Saturday, June 8, 2024 -A chieftain of the Peoples Democratic Party, PDP in Delta State, Sunny Onuesoke has said the solution to Nigeria’s economic problem is not an increase in minimum wage but deflation of the economy.
He made the assertion in a phone interview
with our correspondent in his reaction to the imbroglio between the federal
government and labour unions in the country.
Onuesoke said the increment of wages will
not solve the economic problem in the country but it will rather increase it.
Nigerians
are getting it wrong. What Nigeria want is deflation. If you increase the
salary to one million Naira today, the prices of goods and services will keep
increasing.
“The
more you increase the minimum wage, the more it goes ‘pari pasu’ with the
increase of goods and services. The average person who is not in the civil
service but produces food items like pepper, tomatoes, yam, garri etc will
increase his produce.”
According
to Chief Onuesoke, ”Wage increase cannot resolve the inflation rate because as
there is more salary increase, there is more currency circulating in the
system. When there is more currency flow in the system, the prices of goods and
services will keep increasing. It is a simple economic theory. The more
increases in workers’ salaries, the more you will build up the high inflation
rate.
“The
country is not being controlled by only civil servants alone. The civil servant
is just 14% of those providing services in Nigeria. They are an insignificant
margin. When you are thinking of civil servants, the private sectors are not
addressed as civil servants. There is no private sector that will be able to
pay that amount of money as salary monthly.”
He said
what Nigerians need right now is the reduction of the inflation rate to the
extent that even if a worker is receiving N20,000 thousand as minimum wage, he
should be able to pay his rent and take care of other responsibilities
comfortably.
He also
urged the federal government to intensify building low-cost houses for the
common man, subsidise them and mortgage the same for the period of their
lifetime as a way to reduce the inflation rate.
“The
people need social infrastructure that will downsize, that will deflate, that
will reduce the hard side of their hardship. What I am saying is that the
Federal Government and state governors should intensify massive agricultural
and housing programmes. They should subsidise and reduce the cost of education.

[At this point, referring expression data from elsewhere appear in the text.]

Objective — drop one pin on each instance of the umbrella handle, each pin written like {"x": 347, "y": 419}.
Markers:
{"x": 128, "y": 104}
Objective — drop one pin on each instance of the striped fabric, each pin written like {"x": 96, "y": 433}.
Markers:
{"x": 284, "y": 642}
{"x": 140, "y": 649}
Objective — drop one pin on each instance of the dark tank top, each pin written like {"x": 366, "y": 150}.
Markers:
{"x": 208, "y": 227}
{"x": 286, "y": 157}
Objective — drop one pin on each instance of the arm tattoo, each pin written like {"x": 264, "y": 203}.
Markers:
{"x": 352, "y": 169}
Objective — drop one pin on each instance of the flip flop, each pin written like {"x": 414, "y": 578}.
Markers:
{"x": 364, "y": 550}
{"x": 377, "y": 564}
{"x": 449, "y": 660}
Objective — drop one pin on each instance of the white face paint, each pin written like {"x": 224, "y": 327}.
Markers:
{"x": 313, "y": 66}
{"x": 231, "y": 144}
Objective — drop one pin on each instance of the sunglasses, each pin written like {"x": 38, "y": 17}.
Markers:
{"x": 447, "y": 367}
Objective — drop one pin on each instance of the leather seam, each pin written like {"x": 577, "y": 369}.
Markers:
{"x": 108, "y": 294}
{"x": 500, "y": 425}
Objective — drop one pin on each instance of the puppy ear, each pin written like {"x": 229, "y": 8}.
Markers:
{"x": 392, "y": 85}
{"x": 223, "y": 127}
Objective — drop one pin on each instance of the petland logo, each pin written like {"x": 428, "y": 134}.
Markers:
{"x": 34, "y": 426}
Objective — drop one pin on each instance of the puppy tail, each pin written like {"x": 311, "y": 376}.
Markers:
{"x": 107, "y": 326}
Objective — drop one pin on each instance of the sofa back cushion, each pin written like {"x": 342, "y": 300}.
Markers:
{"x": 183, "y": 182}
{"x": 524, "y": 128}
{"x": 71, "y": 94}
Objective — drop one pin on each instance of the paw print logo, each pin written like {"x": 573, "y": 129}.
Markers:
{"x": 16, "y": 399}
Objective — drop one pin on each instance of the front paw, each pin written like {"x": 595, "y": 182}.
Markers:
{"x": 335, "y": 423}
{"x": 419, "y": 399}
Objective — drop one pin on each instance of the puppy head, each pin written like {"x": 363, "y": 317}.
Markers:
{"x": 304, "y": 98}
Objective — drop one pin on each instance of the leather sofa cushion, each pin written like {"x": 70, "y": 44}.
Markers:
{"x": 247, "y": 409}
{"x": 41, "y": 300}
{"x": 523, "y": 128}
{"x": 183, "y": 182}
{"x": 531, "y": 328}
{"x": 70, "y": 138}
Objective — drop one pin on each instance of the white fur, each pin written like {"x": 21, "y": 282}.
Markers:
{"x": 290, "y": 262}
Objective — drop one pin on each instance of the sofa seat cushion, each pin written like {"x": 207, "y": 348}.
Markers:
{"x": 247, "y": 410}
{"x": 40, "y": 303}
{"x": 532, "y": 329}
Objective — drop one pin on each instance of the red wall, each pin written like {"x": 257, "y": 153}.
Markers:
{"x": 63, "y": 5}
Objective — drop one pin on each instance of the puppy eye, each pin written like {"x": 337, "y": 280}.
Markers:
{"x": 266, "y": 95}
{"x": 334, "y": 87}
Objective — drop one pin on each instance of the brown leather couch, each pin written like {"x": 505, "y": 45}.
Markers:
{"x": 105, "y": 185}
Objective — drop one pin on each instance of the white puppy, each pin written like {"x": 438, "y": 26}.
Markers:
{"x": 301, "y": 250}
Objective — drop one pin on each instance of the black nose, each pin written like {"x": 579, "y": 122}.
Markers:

Health insurance should be all-embracing.
“Our
problem is that we are giving projections without knowing the database of
Nigerians. If you ask our leaders how many acres of land will produce a certain
quantity of cassava, they don’t know it. But they go on air to produce certain
figures borrowed from armchair economists.
“Each
local government should be able to have 80,000 acres of cassava farmland. Yam,
maize, rice etc. They should fix the refineries. What stops the country from
fixing the four refineries till tomorrow? Is it a problem to fix the
refineries? Why are we importing refined products and we are the number six
oil-producing country in the world”.
The
increase in the minimum wage is an addition of two thousand naira which the
Federal Government said is above their initial offer of sixty thousand naira.
The
labour union had stepped down their demands from four hundred and ninety-four
thousand Naira ₦494,000
to ₦250,000 per month.
Both parties have not arrived at any conclusion on the matter.